When the Basque pro-independence occasion EH Bildu included 44 former members of the terrorist group ETA in its official lists for the native elections earlier this month, the Common Celebration seized on the problem and turned it into a serious speaking level in its marketing campaign in cities throughout the nation.

In Seville, José Luis Sanz, the conservative candidate for mayor, rallied supporters by declaring that his neighbors “couldn’t perceive how Muñoz’s Socialists have surrendered to the heirs of ETA.”
Like different Socialist candidates, Muñoz has denounced this line of assault, stressing its irrelevance in a marketing campaign that needs to be in regards to the menace posed by housing insecurity or excessive warmth — not a terrorist group that ceased to exist greater than a decade in the past.
“I believe what the [Popular Party] is doing is enormously disrespectful towards voters,” he mentioned. “As an alternative of speaking about what’s wanted on this metropolis’s poorest neighborhoods, about what we are able to do to advertise tradition, about how we must always handle tourism, they need to discuss a celebration that isn’t up for election in Seville.”
However what politicians need to discuss and what voters are listening to appear to not often be the identical factor.
Within the middle-class Los Remedios district, 83-year-old María Camacho Rojas has adopted the marketing campaign and determined she received’t give her vote to the mayoral candidate of a celebration led by Sánchez, a politician she believes to be “a compulsive liar.”
“[Sánchez] does offers with ETA, he doesn’t care about Spain, and I — like most Spaniards — am nervous in regards to the state during which he’s going to depart our nation,” she mentioned.

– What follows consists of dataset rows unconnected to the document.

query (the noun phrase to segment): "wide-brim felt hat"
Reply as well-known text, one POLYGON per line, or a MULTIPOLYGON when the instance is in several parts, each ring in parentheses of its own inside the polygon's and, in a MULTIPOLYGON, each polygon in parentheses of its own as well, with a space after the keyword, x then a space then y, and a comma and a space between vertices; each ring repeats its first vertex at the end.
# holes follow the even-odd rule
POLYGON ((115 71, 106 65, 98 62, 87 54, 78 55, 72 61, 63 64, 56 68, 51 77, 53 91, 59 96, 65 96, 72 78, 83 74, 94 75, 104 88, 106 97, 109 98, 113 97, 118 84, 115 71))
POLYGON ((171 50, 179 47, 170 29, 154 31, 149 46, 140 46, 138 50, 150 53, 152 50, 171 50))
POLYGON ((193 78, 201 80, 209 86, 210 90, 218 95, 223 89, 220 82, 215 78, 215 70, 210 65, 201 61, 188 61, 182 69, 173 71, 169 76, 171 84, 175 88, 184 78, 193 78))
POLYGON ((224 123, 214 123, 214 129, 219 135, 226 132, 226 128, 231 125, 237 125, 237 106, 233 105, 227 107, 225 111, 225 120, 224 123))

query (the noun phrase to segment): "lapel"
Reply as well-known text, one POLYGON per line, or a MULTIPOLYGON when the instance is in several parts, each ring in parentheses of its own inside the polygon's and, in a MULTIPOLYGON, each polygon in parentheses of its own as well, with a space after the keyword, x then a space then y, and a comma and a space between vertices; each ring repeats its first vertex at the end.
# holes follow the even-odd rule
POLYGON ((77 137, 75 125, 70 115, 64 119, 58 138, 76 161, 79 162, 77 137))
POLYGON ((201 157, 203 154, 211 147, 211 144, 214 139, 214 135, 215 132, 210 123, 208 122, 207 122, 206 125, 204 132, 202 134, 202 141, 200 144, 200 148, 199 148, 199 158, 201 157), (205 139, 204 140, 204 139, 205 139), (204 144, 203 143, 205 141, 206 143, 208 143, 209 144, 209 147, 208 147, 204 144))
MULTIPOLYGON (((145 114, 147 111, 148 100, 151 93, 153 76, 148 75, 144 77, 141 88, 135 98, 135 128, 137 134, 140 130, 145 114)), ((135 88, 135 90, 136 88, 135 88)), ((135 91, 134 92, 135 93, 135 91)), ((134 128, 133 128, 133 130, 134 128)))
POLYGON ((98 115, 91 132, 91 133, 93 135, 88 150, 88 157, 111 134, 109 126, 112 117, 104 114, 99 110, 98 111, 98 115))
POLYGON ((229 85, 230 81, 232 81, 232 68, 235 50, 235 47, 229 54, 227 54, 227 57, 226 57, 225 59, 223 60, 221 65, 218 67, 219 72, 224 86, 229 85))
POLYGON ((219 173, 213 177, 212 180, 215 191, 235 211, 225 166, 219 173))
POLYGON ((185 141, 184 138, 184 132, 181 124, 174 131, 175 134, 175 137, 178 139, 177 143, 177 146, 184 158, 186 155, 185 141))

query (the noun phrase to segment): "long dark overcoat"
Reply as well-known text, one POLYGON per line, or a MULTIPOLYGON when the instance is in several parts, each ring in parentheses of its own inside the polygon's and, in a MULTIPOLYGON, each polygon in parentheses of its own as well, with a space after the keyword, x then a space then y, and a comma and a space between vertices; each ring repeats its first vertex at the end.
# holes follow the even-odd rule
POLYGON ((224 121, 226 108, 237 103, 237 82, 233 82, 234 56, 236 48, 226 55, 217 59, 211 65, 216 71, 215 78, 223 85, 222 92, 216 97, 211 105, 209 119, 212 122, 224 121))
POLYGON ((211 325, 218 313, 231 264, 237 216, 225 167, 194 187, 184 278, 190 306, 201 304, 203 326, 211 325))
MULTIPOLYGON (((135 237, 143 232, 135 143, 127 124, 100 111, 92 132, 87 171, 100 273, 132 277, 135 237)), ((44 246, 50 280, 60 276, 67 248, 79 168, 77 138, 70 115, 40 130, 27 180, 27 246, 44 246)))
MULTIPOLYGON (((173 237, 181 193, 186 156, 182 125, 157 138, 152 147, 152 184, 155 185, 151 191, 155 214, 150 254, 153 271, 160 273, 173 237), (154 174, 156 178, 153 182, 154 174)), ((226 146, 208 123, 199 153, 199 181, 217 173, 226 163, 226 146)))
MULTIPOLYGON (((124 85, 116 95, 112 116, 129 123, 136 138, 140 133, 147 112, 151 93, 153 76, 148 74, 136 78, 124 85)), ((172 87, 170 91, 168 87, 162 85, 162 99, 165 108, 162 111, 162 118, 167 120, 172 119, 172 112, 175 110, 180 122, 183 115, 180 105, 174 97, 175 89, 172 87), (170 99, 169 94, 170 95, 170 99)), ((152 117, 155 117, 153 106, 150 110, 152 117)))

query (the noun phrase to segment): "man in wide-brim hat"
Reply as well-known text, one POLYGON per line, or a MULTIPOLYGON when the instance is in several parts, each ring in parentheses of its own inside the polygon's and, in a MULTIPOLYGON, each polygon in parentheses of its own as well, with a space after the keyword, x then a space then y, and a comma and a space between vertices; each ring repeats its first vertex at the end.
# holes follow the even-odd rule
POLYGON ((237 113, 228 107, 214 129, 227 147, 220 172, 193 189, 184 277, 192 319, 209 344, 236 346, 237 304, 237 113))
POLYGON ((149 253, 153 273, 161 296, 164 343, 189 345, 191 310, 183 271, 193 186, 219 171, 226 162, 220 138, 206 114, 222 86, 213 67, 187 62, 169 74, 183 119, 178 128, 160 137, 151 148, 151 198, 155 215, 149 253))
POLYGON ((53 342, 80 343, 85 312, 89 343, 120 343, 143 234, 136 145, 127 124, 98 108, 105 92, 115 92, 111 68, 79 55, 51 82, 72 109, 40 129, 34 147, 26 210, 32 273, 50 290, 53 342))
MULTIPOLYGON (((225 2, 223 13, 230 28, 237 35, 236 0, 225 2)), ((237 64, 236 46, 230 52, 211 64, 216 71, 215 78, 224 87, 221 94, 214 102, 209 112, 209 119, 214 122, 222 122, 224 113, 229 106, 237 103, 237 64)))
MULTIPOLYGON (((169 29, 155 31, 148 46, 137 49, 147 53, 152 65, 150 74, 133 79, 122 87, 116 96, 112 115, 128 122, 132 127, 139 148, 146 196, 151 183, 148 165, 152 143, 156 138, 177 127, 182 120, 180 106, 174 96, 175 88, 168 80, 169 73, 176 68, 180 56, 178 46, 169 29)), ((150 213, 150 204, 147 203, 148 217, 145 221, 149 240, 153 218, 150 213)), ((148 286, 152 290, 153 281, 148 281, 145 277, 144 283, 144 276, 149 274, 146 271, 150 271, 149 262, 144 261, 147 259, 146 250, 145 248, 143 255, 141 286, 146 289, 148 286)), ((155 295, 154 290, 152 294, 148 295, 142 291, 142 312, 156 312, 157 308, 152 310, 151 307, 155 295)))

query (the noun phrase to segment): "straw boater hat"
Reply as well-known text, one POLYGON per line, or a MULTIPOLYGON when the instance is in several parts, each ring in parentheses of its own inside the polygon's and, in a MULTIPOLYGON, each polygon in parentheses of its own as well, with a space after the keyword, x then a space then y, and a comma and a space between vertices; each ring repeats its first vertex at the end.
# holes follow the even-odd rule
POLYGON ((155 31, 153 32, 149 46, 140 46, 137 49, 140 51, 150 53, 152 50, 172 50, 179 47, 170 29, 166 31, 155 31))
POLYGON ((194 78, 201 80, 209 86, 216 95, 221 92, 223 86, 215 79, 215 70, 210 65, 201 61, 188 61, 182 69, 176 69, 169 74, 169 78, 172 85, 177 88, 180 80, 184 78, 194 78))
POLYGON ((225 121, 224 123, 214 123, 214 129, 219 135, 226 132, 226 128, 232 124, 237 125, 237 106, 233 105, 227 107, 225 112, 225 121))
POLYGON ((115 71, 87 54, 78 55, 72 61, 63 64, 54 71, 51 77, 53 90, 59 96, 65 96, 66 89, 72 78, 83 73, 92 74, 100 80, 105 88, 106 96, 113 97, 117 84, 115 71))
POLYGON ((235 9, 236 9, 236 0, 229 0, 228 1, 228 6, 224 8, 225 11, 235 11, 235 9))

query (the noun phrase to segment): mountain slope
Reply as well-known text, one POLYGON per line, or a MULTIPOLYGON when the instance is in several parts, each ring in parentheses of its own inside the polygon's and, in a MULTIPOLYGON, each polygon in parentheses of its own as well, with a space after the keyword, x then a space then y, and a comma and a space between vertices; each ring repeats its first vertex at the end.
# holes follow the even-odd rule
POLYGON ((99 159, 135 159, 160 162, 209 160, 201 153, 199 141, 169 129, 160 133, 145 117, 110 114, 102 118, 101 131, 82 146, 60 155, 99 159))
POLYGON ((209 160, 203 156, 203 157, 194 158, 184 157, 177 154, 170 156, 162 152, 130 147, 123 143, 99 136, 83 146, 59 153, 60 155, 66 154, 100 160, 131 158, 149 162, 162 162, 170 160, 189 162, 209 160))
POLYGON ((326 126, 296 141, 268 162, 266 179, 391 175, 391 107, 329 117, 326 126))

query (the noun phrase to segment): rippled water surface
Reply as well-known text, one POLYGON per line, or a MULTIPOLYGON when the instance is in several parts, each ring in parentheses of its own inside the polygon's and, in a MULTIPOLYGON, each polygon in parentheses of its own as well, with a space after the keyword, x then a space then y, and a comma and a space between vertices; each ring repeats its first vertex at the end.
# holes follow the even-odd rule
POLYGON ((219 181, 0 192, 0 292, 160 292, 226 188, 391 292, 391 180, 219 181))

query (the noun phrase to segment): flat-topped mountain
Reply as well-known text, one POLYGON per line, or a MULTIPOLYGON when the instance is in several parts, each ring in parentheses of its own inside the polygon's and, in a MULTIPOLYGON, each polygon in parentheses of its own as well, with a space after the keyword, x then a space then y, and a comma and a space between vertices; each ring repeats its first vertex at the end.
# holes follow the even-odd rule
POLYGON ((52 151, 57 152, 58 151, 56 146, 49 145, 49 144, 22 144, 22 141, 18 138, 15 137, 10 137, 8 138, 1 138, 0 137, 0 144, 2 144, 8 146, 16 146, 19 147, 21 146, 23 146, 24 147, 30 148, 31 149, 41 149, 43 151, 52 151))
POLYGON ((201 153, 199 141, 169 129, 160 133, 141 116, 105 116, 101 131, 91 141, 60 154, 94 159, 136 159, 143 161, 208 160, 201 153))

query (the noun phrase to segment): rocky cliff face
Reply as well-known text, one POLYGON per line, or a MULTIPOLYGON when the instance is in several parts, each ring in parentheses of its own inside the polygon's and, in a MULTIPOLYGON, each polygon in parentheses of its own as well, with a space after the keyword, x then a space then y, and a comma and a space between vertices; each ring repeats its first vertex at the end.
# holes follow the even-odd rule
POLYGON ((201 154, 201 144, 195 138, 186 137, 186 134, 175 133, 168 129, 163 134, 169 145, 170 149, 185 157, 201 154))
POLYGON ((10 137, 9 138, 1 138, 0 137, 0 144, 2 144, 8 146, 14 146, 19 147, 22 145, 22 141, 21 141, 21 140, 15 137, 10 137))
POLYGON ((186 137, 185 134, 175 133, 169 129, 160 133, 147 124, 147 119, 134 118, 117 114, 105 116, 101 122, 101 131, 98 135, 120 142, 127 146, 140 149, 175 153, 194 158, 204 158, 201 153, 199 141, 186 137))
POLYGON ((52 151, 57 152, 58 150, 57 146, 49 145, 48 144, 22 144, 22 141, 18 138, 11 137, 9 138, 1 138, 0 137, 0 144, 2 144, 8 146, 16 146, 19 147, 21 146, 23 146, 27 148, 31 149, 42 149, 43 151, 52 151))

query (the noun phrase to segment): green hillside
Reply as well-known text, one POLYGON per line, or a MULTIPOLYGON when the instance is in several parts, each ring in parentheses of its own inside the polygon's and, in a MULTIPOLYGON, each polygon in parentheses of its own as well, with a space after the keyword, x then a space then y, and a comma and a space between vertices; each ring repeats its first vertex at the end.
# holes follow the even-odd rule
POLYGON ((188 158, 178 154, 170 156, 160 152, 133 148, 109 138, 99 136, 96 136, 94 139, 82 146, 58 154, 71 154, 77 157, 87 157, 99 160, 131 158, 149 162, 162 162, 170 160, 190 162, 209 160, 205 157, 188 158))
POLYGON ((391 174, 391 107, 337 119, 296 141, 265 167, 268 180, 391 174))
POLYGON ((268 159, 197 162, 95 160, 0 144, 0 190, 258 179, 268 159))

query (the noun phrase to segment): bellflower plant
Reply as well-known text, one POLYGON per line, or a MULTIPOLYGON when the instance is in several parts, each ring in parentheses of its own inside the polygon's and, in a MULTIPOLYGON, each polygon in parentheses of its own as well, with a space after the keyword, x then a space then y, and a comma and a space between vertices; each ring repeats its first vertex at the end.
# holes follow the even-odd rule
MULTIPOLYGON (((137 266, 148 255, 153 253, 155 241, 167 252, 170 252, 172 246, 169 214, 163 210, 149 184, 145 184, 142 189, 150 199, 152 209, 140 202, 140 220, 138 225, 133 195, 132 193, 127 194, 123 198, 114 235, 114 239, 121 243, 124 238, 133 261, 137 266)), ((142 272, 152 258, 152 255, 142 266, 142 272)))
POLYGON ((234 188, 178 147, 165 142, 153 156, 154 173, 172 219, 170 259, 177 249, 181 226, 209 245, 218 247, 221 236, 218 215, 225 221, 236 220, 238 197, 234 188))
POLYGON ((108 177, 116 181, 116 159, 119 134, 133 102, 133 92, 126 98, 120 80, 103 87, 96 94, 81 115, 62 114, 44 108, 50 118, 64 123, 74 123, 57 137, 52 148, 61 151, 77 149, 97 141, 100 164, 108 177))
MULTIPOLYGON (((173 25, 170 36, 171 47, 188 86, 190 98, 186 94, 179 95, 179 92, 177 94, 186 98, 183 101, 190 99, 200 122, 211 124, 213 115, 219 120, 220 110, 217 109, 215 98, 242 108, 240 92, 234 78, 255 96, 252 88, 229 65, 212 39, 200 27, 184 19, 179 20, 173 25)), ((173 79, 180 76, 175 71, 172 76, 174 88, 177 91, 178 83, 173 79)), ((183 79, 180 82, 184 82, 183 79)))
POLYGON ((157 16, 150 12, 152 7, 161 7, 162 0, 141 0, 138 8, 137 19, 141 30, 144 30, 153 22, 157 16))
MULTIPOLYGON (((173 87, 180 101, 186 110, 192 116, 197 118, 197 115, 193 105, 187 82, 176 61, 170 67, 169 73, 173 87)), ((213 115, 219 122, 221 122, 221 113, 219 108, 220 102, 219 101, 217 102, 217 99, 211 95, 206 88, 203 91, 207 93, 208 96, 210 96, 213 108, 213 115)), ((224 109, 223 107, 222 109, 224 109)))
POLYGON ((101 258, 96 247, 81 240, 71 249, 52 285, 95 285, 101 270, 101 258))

She added she’d vote for Muñoz in a heartbeat if he belonged to a different occasion. “I just like the mayor, I like how a lot he does for town, how a lot he cares about Seville,” she mentioned. “I’m not going to vote in opposition to him however I received’t vote for him: I’ll forged a clean poll on Sunday.”
In Seville, the newest polls predict a technical tie, with Muñoz’s Socialists profitable 12 or 13 seats within the metropolis council and the Common Celebration taking 12. That would go away the 2 mainstream events depending on the help of extra excessive components, the far-right Vox occasion on one facet and array of left-wing teams on the opposite — with these two ideological blocs additionally almost tied.
Regardless of the consequence, the fallout shouldn’t be more likely to stay contained inside metropolis limits: Muñoz’s Sánchez downside might simply turn out to be Sánchez’s Seville downside.
Shedding town — the most important municipality managed by the Socialists — can be a extreme blow for the prime minister simply months forward of the nationwide elections.
“One metropolis received’t determine a normal election,” mentioned Simón. “However it could make the result simpler for some, and all of the tougher for others.”